Shipping is broken. Here’s how to fix it.
As of Friday morning, approximately 70 ships filled with cargo were anchored outside the ports of Los Angeles and Long Beach, which are the points of entry for more than 40 percent of US imports. This backlog is a clear reminder that there aren’t enough workers or facilities to take in all the products that are being shipped to the United States right now. But even as supply chain problems continue to pile up, experts say progress is possible.
The pandemic has exposed the fragility of the US logistics industry. Manufacturing bottlenecks and shipping delays have resulted in cargo piling up not only in port terminals but also in rail yards and warehouses. Critical equipment, like shipping containers and truck chassis, is unavailable, causing distribution centers to develop deep backlogs. Meanwhile, a surge in demand has strained the system even further.

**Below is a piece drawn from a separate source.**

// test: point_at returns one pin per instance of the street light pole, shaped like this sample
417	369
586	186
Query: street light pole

The consequences of the logistics crunch are far-reaching. Shipping problems have made it harder to import medical supplies and export crops. Supply chain workers, including truck drivers and warehouse workers, are taking on grueling extra hours. Extra activity at the ports has driven up emissions and worsened the air quality for the communities that live in the surrounding areas. At the same time, small businesses are worried that, without supplies, they’ll lose critical holiday season sales to larger retailers like Home Depot and Walmart, which have chartered private cargo ships. There’s also growing concern that logistics issues are driving up prices on all sorts of everyday products.